El odio reside en todos nosotros como resultado del miedo. El miedo colapsa no solo la mente, llenándola de pensamientos irracionales, sino también la respiración, es capaz de tensar los músculos, acelerarnos el pulso y dejar la mirada en un infinito imposible de alcanzar. Cuando habla el miedo, tendemos a escupir odio de todas las maneras imaginables. Pero sospecho que es el modo en el que el miedo crea a través de nosotros.

Sí, nos han enseñado a temer —en muy pocas ocasiones con fundamentos reales de peligro vital real— y, como consecuencia, hemos aprendido a odiar. Odiamos todo lo malo que nos sucede y nos aferramos a lo bueno, aunque sepamos por experiencia que juzgar lo que sucede a nuestro alrededor es simplemente una estrategia de nuestra mente enferma por escapar de la realidad.

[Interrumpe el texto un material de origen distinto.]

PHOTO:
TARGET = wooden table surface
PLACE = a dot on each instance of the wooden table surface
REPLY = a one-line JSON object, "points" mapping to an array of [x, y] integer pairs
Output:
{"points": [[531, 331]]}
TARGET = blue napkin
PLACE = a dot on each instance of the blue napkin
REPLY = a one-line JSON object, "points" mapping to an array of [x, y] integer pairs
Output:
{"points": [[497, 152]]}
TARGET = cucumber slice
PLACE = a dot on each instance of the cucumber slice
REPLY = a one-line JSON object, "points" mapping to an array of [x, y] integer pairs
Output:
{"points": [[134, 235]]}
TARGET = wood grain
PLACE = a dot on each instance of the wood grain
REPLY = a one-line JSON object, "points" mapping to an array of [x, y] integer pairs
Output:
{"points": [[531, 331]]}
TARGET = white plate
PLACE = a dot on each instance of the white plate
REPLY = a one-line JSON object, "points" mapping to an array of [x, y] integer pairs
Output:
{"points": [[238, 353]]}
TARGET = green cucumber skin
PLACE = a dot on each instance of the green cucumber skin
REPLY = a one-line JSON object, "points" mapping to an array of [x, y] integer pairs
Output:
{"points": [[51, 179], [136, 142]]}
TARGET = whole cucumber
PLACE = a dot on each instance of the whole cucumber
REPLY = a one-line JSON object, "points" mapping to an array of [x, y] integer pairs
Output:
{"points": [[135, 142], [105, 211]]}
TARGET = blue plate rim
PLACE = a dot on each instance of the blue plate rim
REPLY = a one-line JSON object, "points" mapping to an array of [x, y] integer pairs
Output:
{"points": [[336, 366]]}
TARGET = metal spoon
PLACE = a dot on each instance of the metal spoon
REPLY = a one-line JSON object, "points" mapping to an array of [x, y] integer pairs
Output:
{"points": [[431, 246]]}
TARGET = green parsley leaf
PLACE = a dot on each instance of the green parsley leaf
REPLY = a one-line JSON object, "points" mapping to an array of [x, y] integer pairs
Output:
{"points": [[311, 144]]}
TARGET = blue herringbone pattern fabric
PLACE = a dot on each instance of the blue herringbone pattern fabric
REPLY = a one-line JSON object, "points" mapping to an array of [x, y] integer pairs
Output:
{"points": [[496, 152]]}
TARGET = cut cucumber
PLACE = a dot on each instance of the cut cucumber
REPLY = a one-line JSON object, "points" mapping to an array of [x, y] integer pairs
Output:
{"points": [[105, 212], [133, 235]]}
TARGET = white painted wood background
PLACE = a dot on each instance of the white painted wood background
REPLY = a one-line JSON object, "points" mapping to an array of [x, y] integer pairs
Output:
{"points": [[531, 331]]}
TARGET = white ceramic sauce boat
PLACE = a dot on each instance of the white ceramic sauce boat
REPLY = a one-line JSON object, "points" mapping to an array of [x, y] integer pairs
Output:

El suceso es uno, sin adjetivos, porque nace sin la maldad o la bondad a su lado. ¿Puede acarrear un hecho un perjuicio en nuestras vidas? Es posible que sí, si enfocamos toda nuestra energía a ese yo aparentemente real que vive fuera e interactúa de manera interesada con los demás. Es posible que sea eso lo que alimente nuestra mente, separada en cierta manera de nosotros mismos, la que nos impulse en la dirección que creemos acertada hacia un objetivo material más o menos claro… o difuso.

El objetivo-destino no es perdurable. No existe más que en las expectativas. Y ese resultado siempre efímero nos quiebra el pensamiento y buscamos culpables en nosotros mismos, en los de aquí, en los de más allá, tanto si llegamos a él de la manera deseada como si no. Porque si llegamos queremos más, creamos otros problema-sueño-expectativa, y si no llegamos… simplemente nos puede la frustración.

¿Culpables? Ninguno lo es, porque no es necesario que existan culpables, ni vencedores ni vencidos. Cada vez que te sientes ofendido, aunque sea por ti mismo, estás cometiendo un acto de separación. Cada vez que sientes miedo estás separándote también, olvidando que la perfección no conoce el miedo. Porque estoy convencido de que la perfección existe y la naturaleza universal es un claro ejemplo de este hecho. Somos nosotros los que tememos nuestra vida colgando etiquetas a todo: bonito, feo, mejor, peor, derechas, izquierdas, fascistas, comunistas, católicos, musulmanes, pobre, rico, trabajador, parado, luchador, vago. Toda separación, toda etiqueta, se convierte pronto en miedo y posteriormente en odio.

¿Es un pensamiento real o falsamente colectivo? Hemos santificado el miedo, condenando la felicidad a momentos muy breves de nuestra existencia material. ¿Cómo hemos llegado a este punto? Creo que todos tenemos una respuesta, que en parte es la solución, pero el cambio es complicado, aunque posible, en una mente hecha a imagen y semejanza del odio.

Apartarnos de él por un instante es observar el miedo como lo que es: falsedad. Y lo que no es: verdad.